My cousin is enrolled in Everest. I begged her not to but how do you piss vinegar on the dreams of someone you love? You don’t and there isn’t enough erudition in the world to change that. Two months ago she saw a post on my Facebook about Corinthian’s financial/regulatory troubles. As one does where I’m from, she had her mother call my mother to find out what was going on. That call traveled 300 miles to find out what she hadn’t been told at the school that’s five miles from her in central North Carolina.

Another family member is enrolled in Strayer. She is a veteran and a single mom. She knows what I study but thinks it’s about people like my cousin who are working on certificates and not people like her who are working on graduate degrees.

In the communities I have participated in for over two years now, the cognitive dissonance is stunning but not. Students enrolled in for-profit doctorate programs are shaking their heads at those poor Everest students.

For two years now I have been writing a book. It has been a struggle precisely because I did not know where I stopped and the research began. The first draft aimed for lofty erudition. It failed like heavy cake. The second draft was so self-concious about being “one of them” that I qualified every sentence with fifteen footnotes. People – real, important scholarly people – told me I should not write books. I don’t have the right title or the right pedigree. Only they’ve said it more meanly. But I wrote the book because I know too many people who cannot write their books. I am related to some of them. In the end the book is research, a lot of it. But it is also a story, a personal one. Kinda like the whole mess of a failed markets allowed to fail the most vulnerable of us is about both numbers and stories.

If you are wondering what happens next for you as a Corinthian student please visit https://studentaid.ed.gov/repay-loans/forgiveness-cancellation/closed-school and https://debtcollective.org

3 thoughts on “Writing About Living: My Corinthian Comments

  1. I would rather read your work than the “scholars” who told you, you couldn’t write a book.
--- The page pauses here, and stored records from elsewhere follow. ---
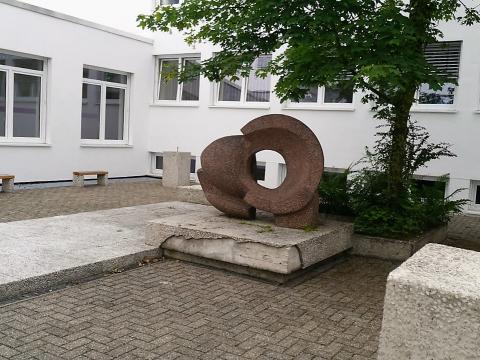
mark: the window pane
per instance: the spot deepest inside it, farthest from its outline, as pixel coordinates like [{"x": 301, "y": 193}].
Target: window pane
[
  {"x": 114, "y": 114},
  {"x": 230, "y": 90},
  {"x": 3, "y": 101},
  {"x": 335, "y": 95},
  {"x": 311, "y": 96},
  {"x": 442, "y": 96},
  {"x": 168, "y": 85},
  {"x": 260, "y": 172},
  {"x": 169, "y": 2},
  {"x": 193, "y": 165},
  {"x": 191, "y": 88},
  {"x": 91, "y": 99},
  {"x": 26, "y": 106},
  {"x": 159, "y": 162},
  {"x": 258, "y": 89},
  {"x": 104, "y": 76},
  {"x": 20, "y": 61}
]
Plus, I think they are either trying to keep your competition out of the field if they make such remarks (yes I said jealous) OR they have grown arrogant and have decided not to foster real talent. You are a writer with books inside of you. Don’t let anybody tell you you’re not. Books just take time and they rarely if ever make it on the first cut. I know you don’t need my advice, but certainly don’t buy anyone telling you you can’t or shouldn’t. I obviously feel indignant on your behalf… I love all of your work. It has helped me and mattered to me.

  2. The geographic disconnect x social relations = cognitive dissonance dichotomy needs its own infographic. I hope your book is as multimedia as possible. Don’t let the cult-of-expertise zombies eat your brain.